Todas as coisas foram criadas com um propósito, uma roupa, para
ser usada, uma panela, para cozinharmos nela, um sofá para descansarmos sobre
ele, e assim por diante.
Quando acumulamos, guardamos e não usamos o que temos não
honramos o propósito sagrado daquele objeto. Ele fica privado de cumprir o seu
destino, que é ser útil.
Eu sempre acreditei que mesmo as coisas ditas ‘inanimadas’, tem ‘vida’
de alguma forma, pois tudo tem energia.
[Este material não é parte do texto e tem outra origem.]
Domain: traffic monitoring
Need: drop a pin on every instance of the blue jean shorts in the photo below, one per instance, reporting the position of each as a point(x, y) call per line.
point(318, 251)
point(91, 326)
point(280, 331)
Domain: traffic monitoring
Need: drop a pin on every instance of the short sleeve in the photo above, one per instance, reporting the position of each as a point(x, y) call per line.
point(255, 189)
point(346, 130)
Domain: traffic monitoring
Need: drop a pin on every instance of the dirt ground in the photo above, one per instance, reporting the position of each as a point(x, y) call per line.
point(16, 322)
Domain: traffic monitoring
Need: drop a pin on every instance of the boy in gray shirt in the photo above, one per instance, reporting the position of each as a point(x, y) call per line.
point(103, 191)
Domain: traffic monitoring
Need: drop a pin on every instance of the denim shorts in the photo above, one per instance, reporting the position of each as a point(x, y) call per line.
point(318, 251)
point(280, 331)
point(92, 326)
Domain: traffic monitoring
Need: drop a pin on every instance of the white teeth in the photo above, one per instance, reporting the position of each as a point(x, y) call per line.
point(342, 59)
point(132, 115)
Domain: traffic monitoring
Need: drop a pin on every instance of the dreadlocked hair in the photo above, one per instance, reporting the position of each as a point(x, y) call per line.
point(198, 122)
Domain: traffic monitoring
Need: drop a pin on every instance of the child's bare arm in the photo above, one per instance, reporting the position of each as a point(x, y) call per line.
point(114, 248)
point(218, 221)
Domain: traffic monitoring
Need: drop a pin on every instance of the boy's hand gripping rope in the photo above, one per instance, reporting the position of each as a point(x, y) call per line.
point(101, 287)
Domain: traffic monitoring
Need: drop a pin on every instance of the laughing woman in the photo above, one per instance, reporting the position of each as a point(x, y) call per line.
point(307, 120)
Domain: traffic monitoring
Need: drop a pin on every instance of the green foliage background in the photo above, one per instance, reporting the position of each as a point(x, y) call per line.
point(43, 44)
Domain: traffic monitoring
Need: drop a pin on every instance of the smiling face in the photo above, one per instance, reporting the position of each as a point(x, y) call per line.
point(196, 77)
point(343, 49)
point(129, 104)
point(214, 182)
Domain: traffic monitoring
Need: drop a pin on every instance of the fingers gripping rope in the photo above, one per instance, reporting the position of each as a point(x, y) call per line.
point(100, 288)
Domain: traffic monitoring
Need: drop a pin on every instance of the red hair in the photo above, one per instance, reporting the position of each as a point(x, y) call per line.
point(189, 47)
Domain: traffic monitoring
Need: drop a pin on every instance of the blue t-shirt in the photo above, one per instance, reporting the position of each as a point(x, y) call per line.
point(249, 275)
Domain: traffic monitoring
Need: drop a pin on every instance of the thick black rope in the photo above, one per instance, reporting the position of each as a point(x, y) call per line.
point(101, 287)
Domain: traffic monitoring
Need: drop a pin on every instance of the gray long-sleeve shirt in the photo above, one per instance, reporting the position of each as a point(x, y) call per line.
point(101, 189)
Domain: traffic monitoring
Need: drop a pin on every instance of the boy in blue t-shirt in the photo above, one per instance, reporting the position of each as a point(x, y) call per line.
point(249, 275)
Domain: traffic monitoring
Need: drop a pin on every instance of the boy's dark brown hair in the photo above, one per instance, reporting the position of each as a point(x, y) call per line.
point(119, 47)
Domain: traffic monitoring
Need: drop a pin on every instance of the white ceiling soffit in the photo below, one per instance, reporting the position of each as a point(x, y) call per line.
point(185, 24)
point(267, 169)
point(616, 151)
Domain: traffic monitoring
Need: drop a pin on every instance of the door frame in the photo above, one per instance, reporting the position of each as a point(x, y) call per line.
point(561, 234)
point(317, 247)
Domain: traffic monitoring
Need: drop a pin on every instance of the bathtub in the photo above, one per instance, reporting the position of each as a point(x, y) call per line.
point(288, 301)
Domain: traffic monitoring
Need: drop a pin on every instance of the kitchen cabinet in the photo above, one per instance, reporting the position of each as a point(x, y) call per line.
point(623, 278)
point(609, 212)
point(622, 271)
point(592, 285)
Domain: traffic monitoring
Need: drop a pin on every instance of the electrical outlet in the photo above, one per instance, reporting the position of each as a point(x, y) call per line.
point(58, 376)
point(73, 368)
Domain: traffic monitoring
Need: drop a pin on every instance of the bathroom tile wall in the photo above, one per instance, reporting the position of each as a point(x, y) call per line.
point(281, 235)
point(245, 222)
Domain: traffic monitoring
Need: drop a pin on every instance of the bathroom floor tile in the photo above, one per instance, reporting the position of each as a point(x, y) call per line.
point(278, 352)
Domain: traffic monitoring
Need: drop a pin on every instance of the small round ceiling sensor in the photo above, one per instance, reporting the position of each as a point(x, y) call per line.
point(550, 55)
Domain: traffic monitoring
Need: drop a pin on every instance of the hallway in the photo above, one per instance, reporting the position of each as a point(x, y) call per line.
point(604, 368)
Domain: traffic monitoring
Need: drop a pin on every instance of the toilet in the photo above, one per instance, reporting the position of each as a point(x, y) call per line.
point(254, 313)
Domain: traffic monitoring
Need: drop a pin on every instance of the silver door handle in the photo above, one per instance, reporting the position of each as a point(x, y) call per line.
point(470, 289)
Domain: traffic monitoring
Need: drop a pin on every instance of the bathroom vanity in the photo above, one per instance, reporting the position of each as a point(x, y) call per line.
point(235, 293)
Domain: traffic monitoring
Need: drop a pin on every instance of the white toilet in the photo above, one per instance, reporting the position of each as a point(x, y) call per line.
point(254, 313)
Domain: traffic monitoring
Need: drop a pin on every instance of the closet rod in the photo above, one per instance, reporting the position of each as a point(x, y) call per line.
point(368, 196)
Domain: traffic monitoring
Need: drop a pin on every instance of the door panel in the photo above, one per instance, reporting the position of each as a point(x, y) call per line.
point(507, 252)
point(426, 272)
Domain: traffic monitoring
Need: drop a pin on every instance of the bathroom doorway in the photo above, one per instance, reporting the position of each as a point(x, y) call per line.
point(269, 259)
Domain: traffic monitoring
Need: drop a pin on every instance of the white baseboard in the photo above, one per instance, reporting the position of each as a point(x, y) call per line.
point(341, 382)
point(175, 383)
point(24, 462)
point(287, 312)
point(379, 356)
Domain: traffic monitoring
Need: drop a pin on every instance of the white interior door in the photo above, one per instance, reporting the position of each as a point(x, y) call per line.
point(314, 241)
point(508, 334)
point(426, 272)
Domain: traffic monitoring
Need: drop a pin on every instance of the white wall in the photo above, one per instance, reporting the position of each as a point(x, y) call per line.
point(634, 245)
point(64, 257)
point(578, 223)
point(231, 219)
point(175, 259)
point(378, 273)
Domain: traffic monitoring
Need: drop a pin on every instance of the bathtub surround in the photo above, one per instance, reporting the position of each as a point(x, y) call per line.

Então a energia de tudo que não usamos
fica estagnada.
A mesma coisa acontece com os nossos dons e talentos natos,
aqueles com os quais nascemos, se não os usamos e não os honramos, estamos
desrespeitando o divino e sagrado nesses dons. E em algum momento nossa vida
pode ficar desequilibrada com essa energia estagnada.
Todos nascemos com no mínimo um talento, e o mais natural seria
honrarmos esse talento de uma forma ou outra, usando e praticando, seja na área
que for.
Esta também é uma forma de nos realizarmos, cumprirmos nosso
destino e participarmos ativamente da nossa evolução pessoal e global.
Quanto mais permitirmos que nosso eu real e verdadeiro se
manifeste mais atrairemos alegrias e felicidades para nossas vidas. O equilíbrio
e a harmonia vêm naturalmente, simplesmente acontecem.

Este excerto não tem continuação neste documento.